Florida’s Medicaid program grew from about 3.8 million beneficiaries in January 2020 to nearly 5.8 million in April of this year. But now, the state is in the midst of a year-long effort to determine whether beneficiaries remain eligible — with Medicaid rolls dropping to about 5.25 million in August, according to data on the Agency for Health Care Administration website.
Democratic lawmakers and groups advocating for Medicaid beneficiaries have criticized the redetermination process, which also has been hit with a potential class-action lawsuit. That lawsuit, which is pending in federal court in Jacksonville, alleges the state has violated due-process rights and a federal Medicaid law because it has not provided adequate notice about reasons for terminating people’s benefits and about opportunities for hearings before termination.
Also, on Tuesday, a coalition of about 50 groups sent a letter to Gov. Ron DeSantis that, in part, called for putting the redetermination process on hold until changes can be made such as increasing staff at call centers.
“There are several issues that are causing families and individuals to erroneously lose coverage: long call-center wait times, inadequate staffing at the Department of Children and Families, inaccurate and difficult to understand language in administrative forms that families receive, and inappropriate use of household income to determine individual eligibility,” the letter said. “This loss of health insurance coverage due to procedural errors and inefficiencies is unacceptable and preventable.”
Many of the concerns focus on children losing coverage.
“It’s as if we are traveling blindly in not knowing how many children are without coverage. So, there’s no type of tracking system?” Sen. Tracie Davis, D-Jacksonville, asked during Wednesday’s meeting.

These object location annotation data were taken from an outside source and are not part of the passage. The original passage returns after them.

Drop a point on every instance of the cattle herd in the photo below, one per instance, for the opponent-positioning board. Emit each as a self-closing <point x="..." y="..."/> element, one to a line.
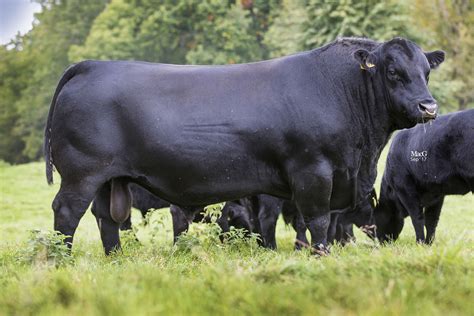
<point x="299" y="135"/>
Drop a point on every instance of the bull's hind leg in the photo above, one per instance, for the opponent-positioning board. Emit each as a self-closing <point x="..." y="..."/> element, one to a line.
<point x="413" y="207"/>
<point x="111" y="208"/>
<point x="69" y="206"/>
<point x="431" y="219"/>
<point x="312" y="193"/>
<point x="109" y="229"/>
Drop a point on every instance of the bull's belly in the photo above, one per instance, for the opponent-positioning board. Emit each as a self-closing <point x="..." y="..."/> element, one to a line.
<point x="343" y="190"/>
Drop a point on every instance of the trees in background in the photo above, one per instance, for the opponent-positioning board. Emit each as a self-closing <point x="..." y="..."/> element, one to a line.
<point x="210" y="32"/>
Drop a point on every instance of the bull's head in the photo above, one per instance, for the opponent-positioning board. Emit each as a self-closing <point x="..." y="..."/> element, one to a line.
<point x="403" y="70"/>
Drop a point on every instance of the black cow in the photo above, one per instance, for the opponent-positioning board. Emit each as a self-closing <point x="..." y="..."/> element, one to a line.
<point x="233" y="213"/>
<point x="425" y="163"/>
<point x="306" y="126"/>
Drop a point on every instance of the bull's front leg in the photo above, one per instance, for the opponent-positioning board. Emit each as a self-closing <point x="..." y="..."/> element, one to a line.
<point x="312" y="195"/>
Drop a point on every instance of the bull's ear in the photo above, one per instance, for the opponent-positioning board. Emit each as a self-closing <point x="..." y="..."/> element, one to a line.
<point x="435" y="58"/>
<point x="366" y="60"/>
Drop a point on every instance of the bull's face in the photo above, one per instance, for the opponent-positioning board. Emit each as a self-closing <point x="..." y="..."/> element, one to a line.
<point x="403" y="70"/>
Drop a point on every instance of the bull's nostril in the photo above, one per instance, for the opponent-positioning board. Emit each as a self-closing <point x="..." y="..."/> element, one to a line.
<point x="428" y="108"/>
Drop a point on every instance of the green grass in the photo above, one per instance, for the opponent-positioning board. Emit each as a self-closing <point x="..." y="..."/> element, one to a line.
<point x="157" y="278"/>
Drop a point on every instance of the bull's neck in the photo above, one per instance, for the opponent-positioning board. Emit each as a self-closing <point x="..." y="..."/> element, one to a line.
<point x="372" y="122"/>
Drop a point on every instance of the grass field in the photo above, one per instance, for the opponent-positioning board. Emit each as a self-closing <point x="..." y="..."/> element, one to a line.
<point x="237" y="278"/>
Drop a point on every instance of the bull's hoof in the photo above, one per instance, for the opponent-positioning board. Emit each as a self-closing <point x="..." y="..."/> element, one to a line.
<point x="301" y="244"/>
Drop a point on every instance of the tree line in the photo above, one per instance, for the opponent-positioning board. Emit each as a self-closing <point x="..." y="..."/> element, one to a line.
<point x="211" y="32"/>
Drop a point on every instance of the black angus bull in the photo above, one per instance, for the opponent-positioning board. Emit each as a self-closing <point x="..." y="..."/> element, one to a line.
<point x="424" y="164"/>
<point x="233" y="213"/>
<point x="305" y="126"/>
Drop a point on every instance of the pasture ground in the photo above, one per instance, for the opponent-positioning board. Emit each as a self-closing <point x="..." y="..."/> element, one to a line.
<point x="200" y="277"/>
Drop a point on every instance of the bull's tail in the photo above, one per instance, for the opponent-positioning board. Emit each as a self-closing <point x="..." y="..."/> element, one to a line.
<point x="67" y="75"/>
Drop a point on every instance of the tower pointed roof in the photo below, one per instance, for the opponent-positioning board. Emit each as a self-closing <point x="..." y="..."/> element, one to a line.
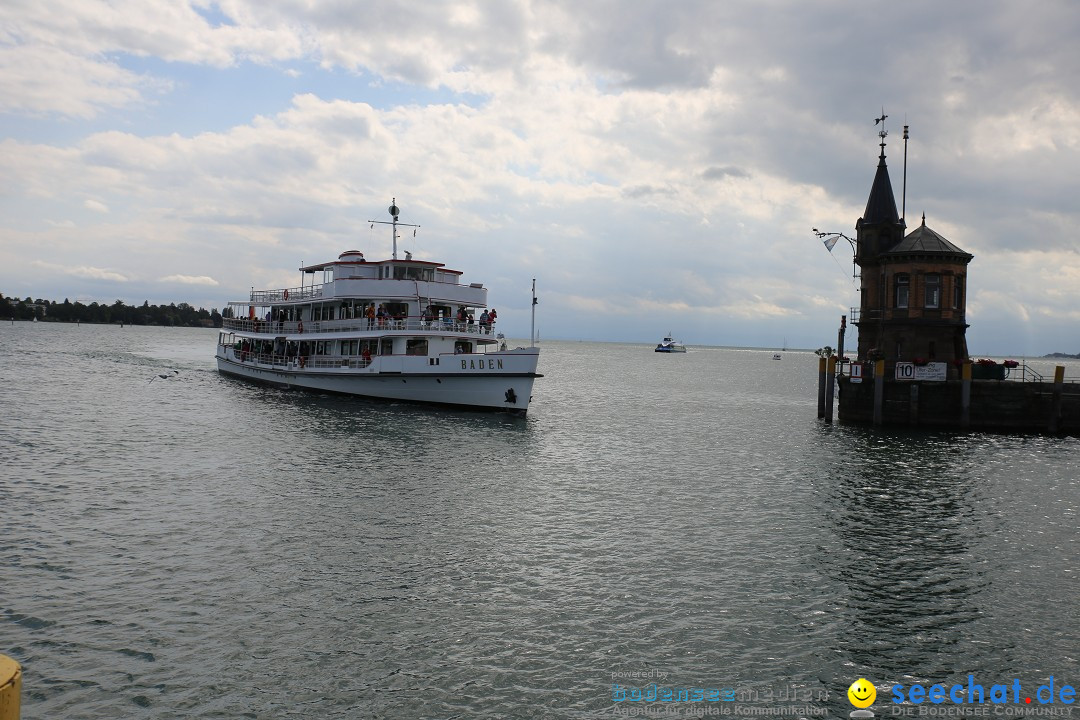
<point x="925" y="241"/>
<point x="881" y="204"/>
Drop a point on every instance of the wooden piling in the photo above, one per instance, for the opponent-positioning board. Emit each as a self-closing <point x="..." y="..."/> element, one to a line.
<point x="878" y="390"/>
<point x="1055" y="406"/>
<point x="821" y="386"/>
<point x="11" y="688"/>
<point x="966" y="396"/>
<point x="829" y="388"/>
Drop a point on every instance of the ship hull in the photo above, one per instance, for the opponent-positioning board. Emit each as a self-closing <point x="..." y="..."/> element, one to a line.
<point x="494" y="381"/>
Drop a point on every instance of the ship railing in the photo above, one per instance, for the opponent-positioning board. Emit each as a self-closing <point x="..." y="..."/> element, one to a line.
<point x="354" y="325"/>
<point x="268" y="297"/>
<point x="297" y="362"/>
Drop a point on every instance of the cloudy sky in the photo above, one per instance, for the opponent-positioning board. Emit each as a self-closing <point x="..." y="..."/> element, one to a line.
<point x="656" y="165"/>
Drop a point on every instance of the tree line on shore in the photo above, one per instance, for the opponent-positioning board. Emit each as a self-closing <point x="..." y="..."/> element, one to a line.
<point x="172" y="315"/>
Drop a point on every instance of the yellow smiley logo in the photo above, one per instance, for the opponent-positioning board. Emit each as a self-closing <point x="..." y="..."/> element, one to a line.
<point x="862" y="693"/>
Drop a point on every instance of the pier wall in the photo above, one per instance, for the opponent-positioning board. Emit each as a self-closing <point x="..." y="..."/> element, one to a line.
<point x="995" y="405"/>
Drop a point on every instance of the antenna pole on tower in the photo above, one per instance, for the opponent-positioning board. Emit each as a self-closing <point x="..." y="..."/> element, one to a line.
<point x="903" y="202"/>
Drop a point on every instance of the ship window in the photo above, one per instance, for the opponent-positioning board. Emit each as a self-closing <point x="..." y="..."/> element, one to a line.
<point x="903" y="283"/>
<point x="933" y="290"/>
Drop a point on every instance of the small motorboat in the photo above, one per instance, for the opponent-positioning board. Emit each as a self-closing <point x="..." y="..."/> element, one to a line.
<point x="670" y="344"/>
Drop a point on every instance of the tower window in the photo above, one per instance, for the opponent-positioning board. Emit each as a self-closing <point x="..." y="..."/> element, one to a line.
<point x="903" y="284"/>
<point x="933" y="291"/>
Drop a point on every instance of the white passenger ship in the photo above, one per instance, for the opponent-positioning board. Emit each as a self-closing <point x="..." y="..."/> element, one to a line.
<point x="395" y="329"/>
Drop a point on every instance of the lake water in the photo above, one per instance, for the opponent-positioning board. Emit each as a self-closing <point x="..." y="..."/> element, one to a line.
<point x="198" y="546"/>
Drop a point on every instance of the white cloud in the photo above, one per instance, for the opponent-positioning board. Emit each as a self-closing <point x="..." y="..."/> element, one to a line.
<point x="189" y="280"/>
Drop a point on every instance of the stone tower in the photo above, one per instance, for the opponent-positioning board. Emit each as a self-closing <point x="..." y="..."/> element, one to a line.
<point x="914" y="287"/>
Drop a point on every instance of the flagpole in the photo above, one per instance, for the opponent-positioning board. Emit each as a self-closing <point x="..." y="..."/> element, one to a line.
<point x="903" y="202"/>
<point x="532" y="325"/>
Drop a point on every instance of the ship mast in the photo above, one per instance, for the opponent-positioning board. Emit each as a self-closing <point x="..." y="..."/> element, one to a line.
<point x="394" y="213"/>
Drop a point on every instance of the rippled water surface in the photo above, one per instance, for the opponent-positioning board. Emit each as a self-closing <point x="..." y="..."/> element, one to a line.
<point x="198" y="546"/>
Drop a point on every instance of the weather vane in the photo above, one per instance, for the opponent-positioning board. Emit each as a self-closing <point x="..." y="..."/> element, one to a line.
<point x="882" y="132"/>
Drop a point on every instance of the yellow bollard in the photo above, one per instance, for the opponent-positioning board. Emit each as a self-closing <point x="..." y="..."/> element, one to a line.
<point x="11" y="687"/>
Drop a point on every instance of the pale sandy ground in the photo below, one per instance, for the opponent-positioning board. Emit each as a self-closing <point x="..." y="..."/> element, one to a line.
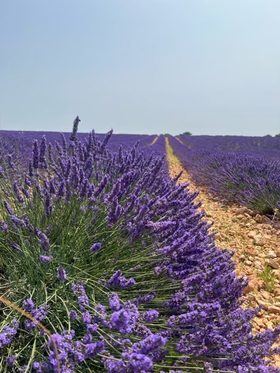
<point x="255" y="241"/>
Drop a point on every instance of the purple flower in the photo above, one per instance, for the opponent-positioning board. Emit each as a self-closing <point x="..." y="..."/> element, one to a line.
<point x="45" y="259"/>
<point x="114" y="302"/>
<point x="10" y="360"/>
<point x="96" y="247"/>
<point x="8" y="333"/>
<point x="86" y="316"/>
<point x="92" y="349"/>
<point x="151" y="315"/>
<point x="73" y="315"/>
<point x="3" y="226"/>
<point x="61" y="274"/>
<point x="138" y="363"/>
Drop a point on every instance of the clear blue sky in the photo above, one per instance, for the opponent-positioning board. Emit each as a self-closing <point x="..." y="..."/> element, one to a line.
<point x="141" y="66"/>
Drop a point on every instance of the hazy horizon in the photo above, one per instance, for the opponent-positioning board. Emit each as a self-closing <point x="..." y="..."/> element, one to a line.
<point x="149" y="66"/>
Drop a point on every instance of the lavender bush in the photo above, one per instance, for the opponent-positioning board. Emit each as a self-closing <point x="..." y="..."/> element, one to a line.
<point x="107" y="266"/>
<point x="236" y="169"/>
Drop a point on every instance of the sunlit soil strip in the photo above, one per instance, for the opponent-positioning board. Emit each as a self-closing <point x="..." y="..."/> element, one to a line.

The Agency for Health Care Administration runs much of the Medicaid program, but the Department of Children and Families plays a key role in the redetermination process. Florida Healthy Kids Corp. operates the KidCare program, which includes offering subsidized health insurance for children whose families don’t qualify for Medicaid.
Penn touted the Department of Children and Families’ efforts in redetermination, pointing, for example, to what he called “robust” communication strategies to reach out to beneficiaries. Also, Penn and Ashley Carr, chief marketing officer of Florida Healthy Kids Corp., said the agencies are trying to help easily move children into other coverage if they leave Medicaid.
Along with KidCare, some families also could get coverage through employer-sponsored health plans or the federal insurance marketplace, officials said.
Sen. Gayle Harrell, a Stuart Republican who chairs the Health and Human Services Appropriations Committee, said she thinks the process is “on the right track.”
“I want to make sure every person who is eligible is getting either Medicaid or KidCare,” Harrell said after the meeting. “That’s what today was about.”
News Service Assignment Manager Tom Urban contributed to this report.